Abductor. A graphic novel by Sokol is the new work of Dave McKean, the versatile author creates a new scenario to tell his stories. Mixing fantasy, in an environment that seems to dream about itself at times, the author unfolds his incredible art to shape a story about loss, love, and responsibility.
The plot unfolds in two lines that run in parallel. Sokol’s, showing his world and his job, hunting monsters. And Arthur’s, in which we learn where despair over the loss of a loved one can lead. The differences between the characters are not sought by comparison, but by development. Both travel paths that converge, reaching a moment of discovery for both, and of change.
McKean does not complicate the story with radical twists, the plot is simple and rich in detail. Each situation leaves a message and the art of it makes it clear that each page shows much more than what we read. The British artist’s drawing is powerful, and conveys so much that Sokol’s dream becomes reality for the reader, and the mists of Arthur’s scattered consciousness take shape in fears and reproaches.

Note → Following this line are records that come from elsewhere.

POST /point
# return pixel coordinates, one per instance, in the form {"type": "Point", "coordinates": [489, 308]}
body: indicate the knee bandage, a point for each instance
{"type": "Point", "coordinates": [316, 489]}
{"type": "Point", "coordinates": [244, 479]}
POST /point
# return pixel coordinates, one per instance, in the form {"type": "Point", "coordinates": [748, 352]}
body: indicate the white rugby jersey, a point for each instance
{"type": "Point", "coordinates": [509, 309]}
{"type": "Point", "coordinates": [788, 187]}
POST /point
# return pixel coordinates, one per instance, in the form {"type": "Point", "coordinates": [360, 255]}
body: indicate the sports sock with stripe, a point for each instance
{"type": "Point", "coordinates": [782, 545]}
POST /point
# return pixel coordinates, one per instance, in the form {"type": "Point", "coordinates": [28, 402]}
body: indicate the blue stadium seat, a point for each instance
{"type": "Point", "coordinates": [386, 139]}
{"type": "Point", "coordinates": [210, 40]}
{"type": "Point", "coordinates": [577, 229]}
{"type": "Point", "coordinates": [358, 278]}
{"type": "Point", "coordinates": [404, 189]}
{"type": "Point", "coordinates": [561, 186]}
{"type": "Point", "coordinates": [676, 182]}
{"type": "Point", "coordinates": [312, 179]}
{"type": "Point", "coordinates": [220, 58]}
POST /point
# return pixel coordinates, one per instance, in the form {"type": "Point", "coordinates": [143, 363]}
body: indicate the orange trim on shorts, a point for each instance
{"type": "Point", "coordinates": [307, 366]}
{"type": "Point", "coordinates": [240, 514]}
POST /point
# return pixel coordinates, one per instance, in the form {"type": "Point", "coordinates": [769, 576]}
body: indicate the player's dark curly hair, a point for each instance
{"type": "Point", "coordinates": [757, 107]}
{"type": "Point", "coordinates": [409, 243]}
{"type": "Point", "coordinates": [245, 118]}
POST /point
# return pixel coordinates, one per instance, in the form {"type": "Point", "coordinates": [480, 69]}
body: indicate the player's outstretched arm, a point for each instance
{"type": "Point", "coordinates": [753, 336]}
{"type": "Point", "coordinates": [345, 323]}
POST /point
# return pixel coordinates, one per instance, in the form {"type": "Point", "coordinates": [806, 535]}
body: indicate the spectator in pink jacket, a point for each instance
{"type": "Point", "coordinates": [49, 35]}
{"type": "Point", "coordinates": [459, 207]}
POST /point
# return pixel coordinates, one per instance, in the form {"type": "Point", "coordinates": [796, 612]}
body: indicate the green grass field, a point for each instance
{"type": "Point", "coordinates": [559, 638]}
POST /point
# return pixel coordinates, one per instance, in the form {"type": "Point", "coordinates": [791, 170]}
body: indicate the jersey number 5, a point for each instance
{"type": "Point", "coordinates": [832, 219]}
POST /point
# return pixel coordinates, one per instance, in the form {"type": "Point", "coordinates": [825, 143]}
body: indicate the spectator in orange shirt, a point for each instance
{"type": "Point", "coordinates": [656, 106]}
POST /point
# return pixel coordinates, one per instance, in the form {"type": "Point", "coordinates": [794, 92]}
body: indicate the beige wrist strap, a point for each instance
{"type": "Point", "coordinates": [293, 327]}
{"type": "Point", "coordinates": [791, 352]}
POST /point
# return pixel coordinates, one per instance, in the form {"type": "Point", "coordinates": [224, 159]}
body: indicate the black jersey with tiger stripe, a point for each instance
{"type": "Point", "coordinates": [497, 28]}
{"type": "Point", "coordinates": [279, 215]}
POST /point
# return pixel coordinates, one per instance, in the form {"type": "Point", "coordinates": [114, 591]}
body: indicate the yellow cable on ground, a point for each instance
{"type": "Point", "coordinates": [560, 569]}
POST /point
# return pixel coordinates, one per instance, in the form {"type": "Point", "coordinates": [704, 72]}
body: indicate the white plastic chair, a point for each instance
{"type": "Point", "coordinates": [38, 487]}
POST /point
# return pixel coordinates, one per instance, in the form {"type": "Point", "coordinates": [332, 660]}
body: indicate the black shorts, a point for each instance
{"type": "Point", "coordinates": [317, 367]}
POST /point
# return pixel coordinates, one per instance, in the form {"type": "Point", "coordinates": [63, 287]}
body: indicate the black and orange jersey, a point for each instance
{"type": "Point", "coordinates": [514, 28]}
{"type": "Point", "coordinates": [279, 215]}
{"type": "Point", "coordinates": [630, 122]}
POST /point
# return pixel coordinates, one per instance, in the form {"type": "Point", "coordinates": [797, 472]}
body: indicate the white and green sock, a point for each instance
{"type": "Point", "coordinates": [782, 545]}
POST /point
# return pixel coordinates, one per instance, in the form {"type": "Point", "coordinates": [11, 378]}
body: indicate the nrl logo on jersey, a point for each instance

As always, the author displays a large number of styles and aesthetic forms. Pencil, pen, acrylic, oil, collage, everything has its moment and its relevance. The almost dreamlike world of Sokol, the world anchored in the realism of Arthur, exchange positions, mix with third styles, and come together in collages whose different levels give an overwhelming depth to the pages.
You can’t tell much about the work without discovering many of its strongest points. The search for meaning in loss, in life, in the world, the search for quick solutions, the corruption of power, there are so many themes expressed in so few pages, with just brushstrokes. Dave McKean is able to express through his art the themes that he needs, showing a lot, without forgetting to tell his story.
Raptor is a work that not everyone will like, the aesthetic is very typical of the painter, and if it is not to your liking it is difficult for you to enter the comic. But if you can abstract yourself within the art, you will find an intense work, which has a lot with very little, but which uses an incredible amount of aesthetic and pictorial resources.